Prairie Falcon: Medium falcon with brown upperparts, dark-spotted pale underparts, dark brown moustache stripe. Dark underwing-bars visible in flight. Feeds on small birds and mammals, and large insects. Swift flight with rapid wing beats. Sometimes alternates several rapid wing beats with a glide.
Range and Habitat
Prairie Falcon: Breeds from British Columbia and the Canadian prairie provinces south to Mexico and northern Texas. Spends winters in breeding range and sparingly farther east. Preferred habitats include barren mountains, dry plains, and prairies.
The Prairie Falcon has a large range, estimated globally at 3,800,000 square kilometers. Native to Canada, the United States, and Mexico, this bird prefers wetland, grassland, and shrubland ecosystems, though it can live on pastureland. The global population of this bird is estimated at 10,000 to 100,000 individuals and does not show signs of decline that would necessitate inclusion on the IUCN Red List. For this reason, the current evaluation status of the Prairie Falcon is Least Concern.
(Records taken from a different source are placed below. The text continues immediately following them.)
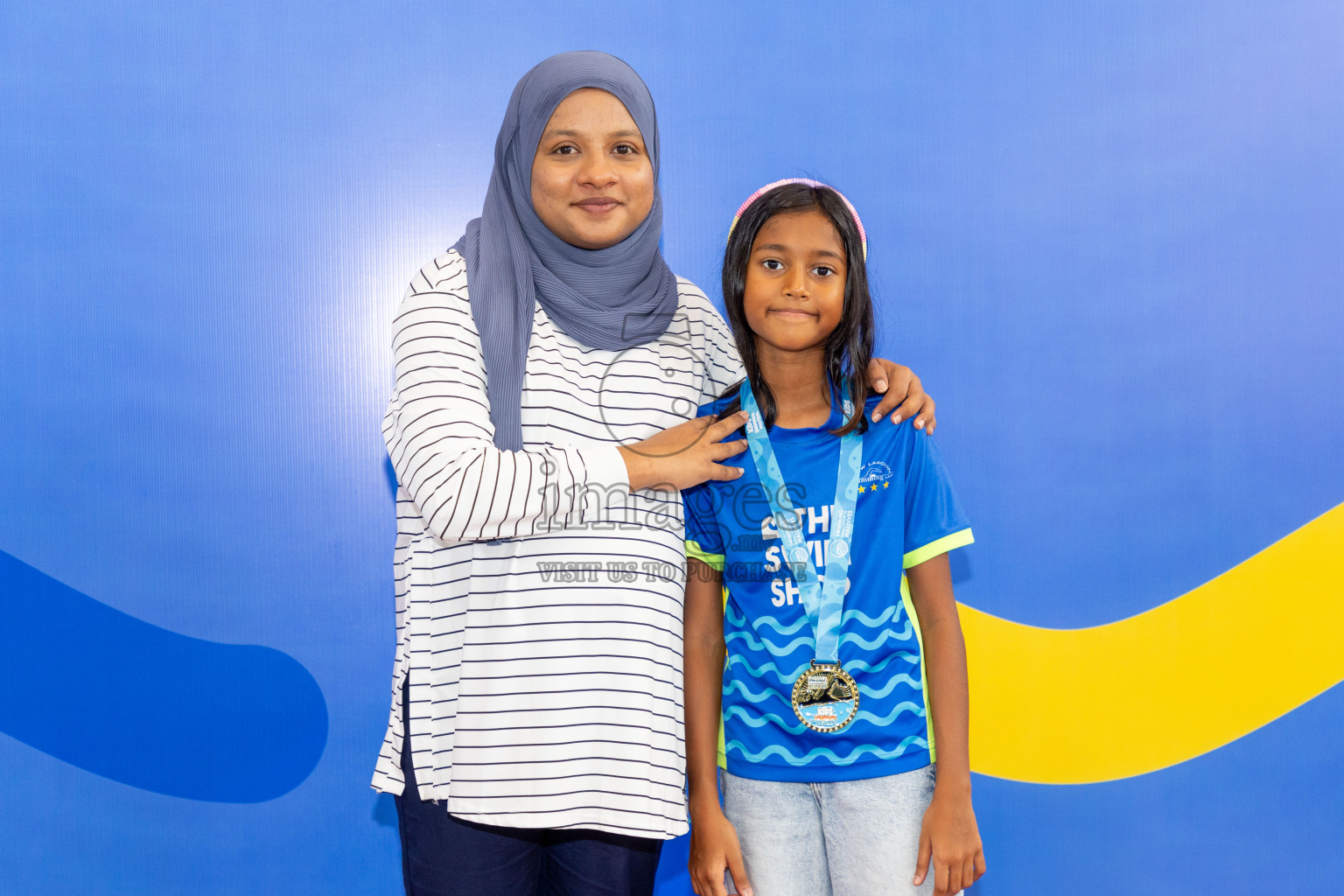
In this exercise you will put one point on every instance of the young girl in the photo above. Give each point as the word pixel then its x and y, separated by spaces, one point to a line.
pixel 822 575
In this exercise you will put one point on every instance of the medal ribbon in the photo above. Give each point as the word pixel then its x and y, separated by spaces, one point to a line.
pixel 822 602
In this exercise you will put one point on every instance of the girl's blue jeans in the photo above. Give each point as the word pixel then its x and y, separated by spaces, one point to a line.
pixel 842 838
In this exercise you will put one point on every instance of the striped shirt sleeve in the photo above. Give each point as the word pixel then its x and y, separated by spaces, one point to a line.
pixel 440 437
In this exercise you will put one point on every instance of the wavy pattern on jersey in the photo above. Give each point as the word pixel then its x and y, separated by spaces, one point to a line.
pixel 147 707
pixel 750 695
pixel 905 634
pixel 859 665
pixel 739 621
pixel 900 679
pixel 825 752
pixel 863 715
pixel 769 647
pixel 787 677
pixel 869 622
pixel 1060 707
pixel 765 719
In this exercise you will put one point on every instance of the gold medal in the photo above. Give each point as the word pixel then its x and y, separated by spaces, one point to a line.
pixel 825 697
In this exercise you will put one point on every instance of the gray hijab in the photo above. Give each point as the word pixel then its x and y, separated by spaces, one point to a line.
pixel 609 298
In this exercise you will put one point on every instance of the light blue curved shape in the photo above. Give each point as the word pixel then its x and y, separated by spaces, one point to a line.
pixel 776 750
pixel 147 707
pixel 892 682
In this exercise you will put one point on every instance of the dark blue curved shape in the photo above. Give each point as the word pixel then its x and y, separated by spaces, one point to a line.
pixel 135 703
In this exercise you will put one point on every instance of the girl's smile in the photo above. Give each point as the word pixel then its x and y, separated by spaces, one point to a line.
pixel 794 285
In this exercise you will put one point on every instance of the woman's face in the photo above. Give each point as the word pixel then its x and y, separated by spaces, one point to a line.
pixel 592 176
pixel 794 285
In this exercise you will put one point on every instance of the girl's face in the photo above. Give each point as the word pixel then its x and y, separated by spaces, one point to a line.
pixel 794 285
pixel 592 176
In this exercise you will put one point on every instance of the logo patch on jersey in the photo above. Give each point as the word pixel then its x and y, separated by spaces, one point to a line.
pixel 875 477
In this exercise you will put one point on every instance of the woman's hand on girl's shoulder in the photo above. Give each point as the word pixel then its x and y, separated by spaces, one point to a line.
pixel 949 840
pixel 902 391
pixel 714 848
pixel 684 454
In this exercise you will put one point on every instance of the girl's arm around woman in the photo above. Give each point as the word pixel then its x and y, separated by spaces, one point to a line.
pixel 714 843
pixel 949 836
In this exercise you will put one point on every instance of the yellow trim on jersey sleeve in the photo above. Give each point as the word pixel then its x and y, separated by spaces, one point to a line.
pixel 932 550
pixel 694 550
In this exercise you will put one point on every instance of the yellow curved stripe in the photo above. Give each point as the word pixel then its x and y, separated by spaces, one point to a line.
pixel 1081 705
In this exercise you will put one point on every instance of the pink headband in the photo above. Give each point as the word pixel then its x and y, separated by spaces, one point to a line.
pixel 863 234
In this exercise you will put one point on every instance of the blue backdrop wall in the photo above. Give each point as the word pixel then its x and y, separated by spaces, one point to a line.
pixel 1108 235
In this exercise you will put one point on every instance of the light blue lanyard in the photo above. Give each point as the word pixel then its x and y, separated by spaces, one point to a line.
pixel 822 602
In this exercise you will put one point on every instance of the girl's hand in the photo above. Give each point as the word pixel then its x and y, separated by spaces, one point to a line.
pixel 684 454
pixel 714 846
pixel 950 837
pixel 898 384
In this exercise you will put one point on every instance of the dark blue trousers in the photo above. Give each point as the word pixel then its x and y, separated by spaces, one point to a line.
pixel 445 856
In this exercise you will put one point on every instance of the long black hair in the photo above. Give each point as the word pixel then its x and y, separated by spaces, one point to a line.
pixel 850 346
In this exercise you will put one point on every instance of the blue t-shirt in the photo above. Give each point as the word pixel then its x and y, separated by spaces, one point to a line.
pixel 903 491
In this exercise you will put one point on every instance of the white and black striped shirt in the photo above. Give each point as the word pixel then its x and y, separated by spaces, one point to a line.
pixel 538 601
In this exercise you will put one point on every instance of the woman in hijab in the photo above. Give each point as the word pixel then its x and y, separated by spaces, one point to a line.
pixel 547 367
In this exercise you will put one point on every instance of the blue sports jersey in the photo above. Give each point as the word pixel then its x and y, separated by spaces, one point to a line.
pixel 903 491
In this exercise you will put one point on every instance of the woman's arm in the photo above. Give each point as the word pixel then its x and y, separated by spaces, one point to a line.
pixel 949 836
pixel 714 844
pixel 440 438
pixel 900 386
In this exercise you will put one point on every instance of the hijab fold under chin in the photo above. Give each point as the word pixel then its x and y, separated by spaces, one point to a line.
pixel 609 298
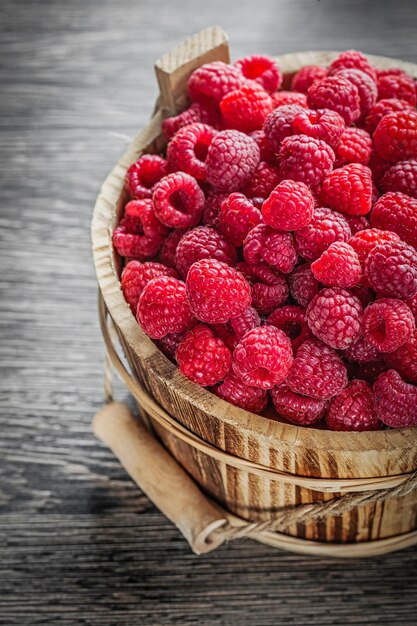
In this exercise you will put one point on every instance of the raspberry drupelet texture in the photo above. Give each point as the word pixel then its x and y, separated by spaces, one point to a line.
pixel 234 390
pixel 353 409
pixel 216 292
pixel 317 371
pixel 388 324
pixel 395 400
pixel 163 307
pixel 202 357
pixel 178 201
pixel 202 242
pixel 295 408
pixel 187 150
pixel 263 357
pixel 231 160
pixel 335 317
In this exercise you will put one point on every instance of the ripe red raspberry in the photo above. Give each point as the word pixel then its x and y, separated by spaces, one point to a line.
pixel 199 243
pixel 323 124
pixel 262 69
pixel 355 146
pixel 317 371
pixel 245 109
pixel 352 59
pixel 136 276
pixel 306 76
pixel 237 217
pixel 338 266
pixel 263 357
pixel 163 307
pixel 335 317
pixel 178 201
pixel 402 176
pixel 231 160
pixel 295 408
pixel 353 409
pixel 187 150
pixel 233 390
pixel 395 400
pixel 338 94
pixel 263 243
pixel 397 212
pixel 212 81
pixel 291 319
pixel 391 269
pixel 395 137
pixel 269 288
pixel 348 189
pixel 404 359
pixel 278 124
pixel 325 228
pixel 142 176
pixel 202 357
pixel 139 234
pixel 216 292
pixel 289 207
pixel 303 285
pixel 388 324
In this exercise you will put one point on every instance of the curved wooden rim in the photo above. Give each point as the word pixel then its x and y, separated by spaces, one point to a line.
pixel 104 219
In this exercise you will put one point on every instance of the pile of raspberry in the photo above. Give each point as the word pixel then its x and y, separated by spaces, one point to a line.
pixel 271 250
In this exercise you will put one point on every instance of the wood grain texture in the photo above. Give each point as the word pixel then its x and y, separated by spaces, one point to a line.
pixel 79 544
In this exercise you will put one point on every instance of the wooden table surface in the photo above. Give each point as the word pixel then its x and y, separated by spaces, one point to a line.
pixel 79 544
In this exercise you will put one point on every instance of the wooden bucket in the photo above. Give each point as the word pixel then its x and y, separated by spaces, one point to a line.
pixel 252 466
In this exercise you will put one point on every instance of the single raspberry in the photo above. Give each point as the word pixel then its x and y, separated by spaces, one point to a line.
pixel 397 212
pixel 388 324
pixel 233 390
pixel 325 228
pixel 237 217
pixel 353 409
pixel 263 357
pixel 402 176
pixel 278 124
pixel 187 150
pixel 142 176
pixel 303 285
pixel 305 159
pixel 391 269
pixel 163 307
pixel 263 243
pixel 306 76
pixel 178 200
pixel 317 371
pixel 348 189
pixel 202 357
pixel 335 317
pixel 295 408
pixel 338 94
pixel 352 59
pixel 323 124
pixel 202 113
pixel 269 288
pixel 355 146
pixel 209 83
pixel 136 276
pixel 139 234
pixel 216 292
pixel 262 69
pixel 231 160
pixel 289 207
pixel 291 319
pixel 395 400
pixel 395 137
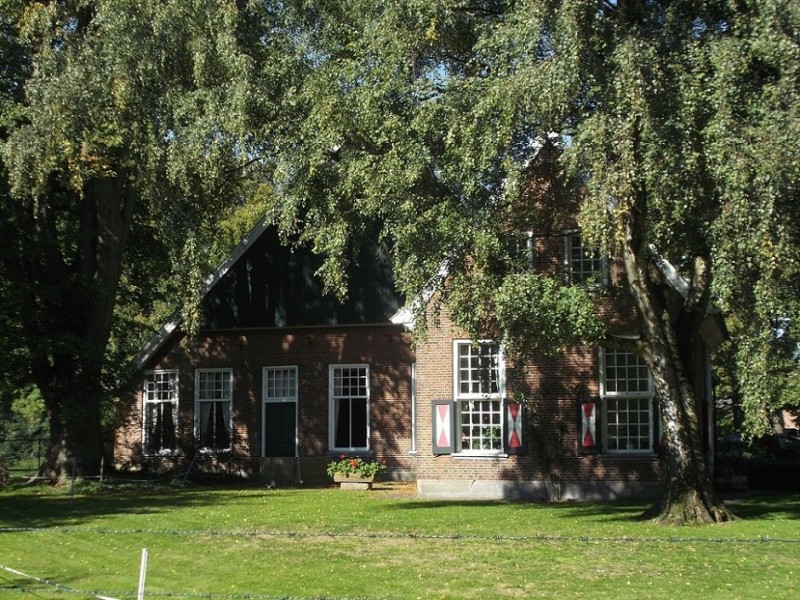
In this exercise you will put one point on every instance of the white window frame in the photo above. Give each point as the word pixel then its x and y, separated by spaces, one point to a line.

The Prairie Falcon was first described in 1850 by Hermann Schlegel, the German ornithologist.
It often shares its nesting cliff with Common Ravens, Golden Eagles, and Red-tailed Hawks.
They sometimes bathe in river shallows, but dust-bathing is probably more common than water-bathing, because of the general scarcity of standing water in its habitat.
A group of falcons has many collective nouns, including a "bazaar", "eyrie", "ringing up", "stooping up", and "tower" of falcons.